On the intermediate landing between the first and second floors is a stained glass window in which is set two coats of arms, two monograms and two mottos: that for HB (Henry Beveridge?) Is "Laetus Sorte Mea" (Goodwill be my lot), while RB (Isobel Beveridge?) expresses the pious hope that "Deus Providebat" (The Lord will provide).
The panels immediately below these also bear Latin Inscriptions; "Ora et Labore" ("Pray and Work") and "Fortitudine et Perservare" ("Courage and Perseverance"). If these last two are intended to direct the observer to higher thoughts, perhaps the same might apply to the inscription above the portico mentioned in the preceding paragraph.
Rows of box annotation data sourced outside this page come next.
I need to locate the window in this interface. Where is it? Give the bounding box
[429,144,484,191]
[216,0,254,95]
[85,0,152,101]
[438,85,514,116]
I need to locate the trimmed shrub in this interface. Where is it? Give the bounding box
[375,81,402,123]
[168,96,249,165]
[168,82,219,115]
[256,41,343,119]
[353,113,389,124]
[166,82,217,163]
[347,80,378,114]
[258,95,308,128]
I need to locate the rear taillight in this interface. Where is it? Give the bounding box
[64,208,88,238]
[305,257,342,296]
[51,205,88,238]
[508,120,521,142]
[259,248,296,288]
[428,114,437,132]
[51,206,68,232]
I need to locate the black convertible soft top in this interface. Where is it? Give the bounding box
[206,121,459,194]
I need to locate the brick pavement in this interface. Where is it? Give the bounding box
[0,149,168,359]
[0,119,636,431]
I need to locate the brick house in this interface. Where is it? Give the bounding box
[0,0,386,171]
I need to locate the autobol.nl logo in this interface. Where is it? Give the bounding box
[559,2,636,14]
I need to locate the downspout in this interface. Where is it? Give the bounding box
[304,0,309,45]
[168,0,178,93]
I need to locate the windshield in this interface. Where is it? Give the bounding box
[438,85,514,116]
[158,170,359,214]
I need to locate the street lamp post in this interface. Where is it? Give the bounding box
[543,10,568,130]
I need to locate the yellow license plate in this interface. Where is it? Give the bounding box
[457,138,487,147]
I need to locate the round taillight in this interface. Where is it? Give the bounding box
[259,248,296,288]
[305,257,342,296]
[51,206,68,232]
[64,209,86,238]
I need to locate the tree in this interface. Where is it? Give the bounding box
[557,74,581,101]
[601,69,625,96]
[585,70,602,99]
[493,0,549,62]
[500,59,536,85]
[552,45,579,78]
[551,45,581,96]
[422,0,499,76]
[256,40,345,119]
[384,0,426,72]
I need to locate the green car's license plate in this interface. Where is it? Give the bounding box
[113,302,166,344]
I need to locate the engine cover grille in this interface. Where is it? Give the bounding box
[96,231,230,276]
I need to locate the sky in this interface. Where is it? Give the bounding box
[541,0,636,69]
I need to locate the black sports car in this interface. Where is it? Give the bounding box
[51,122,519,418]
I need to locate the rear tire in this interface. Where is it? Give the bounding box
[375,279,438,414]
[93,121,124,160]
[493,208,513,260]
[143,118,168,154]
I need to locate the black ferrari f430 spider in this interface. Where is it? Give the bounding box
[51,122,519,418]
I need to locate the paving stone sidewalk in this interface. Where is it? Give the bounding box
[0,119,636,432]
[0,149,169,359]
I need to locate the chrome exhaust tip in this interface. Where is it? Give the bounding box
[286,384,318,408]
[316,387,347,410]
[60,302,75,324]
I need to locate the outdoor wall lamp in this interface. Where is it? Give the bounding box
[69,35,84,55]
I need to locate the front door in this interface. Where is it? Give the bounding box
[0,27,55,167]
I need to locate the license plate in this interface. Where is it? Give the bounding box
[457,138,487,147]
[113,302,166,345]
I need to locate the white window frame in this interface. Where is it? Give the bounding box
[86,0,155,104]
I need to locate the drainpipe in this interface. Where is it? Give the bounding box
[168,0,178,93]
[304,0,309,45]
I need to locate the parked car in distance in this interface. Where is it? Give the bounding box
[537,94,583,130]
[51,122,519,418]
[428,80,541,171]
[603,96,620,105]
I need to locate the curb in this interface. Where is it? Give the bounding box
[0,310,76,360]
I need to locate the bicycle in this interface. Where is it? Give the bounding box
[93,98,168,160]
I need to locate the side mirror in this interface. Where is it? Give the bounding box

On the rlght of the reception hall the spiral staircase descends to the domestic area. Most of the rooms leading off the lower corridor are now offices, but there are two areas of historical interest.
The Gun Room
At the West end of the corridor, a door leads into the 'Gun Room', which was the castle kitchen, and retains the original arch over the fire.  Within this arch may be seen fine examples of 'masons' marks'. The stonemasons who built the castle were paid by results, and as each laid a stone in place, he chiselled his mark on it. These marks were used as a record of work, thus determining the mason's wages. This room became, in turn:
a. The Beveridge's gun room where they kept their sporting guns, fishing tackle and associated equipment. b. Administration offices, when the oak panelling was painted an unattractive shade of dirty duck-egg blue, and finally c. A small function suite, used for conferences or small private parties.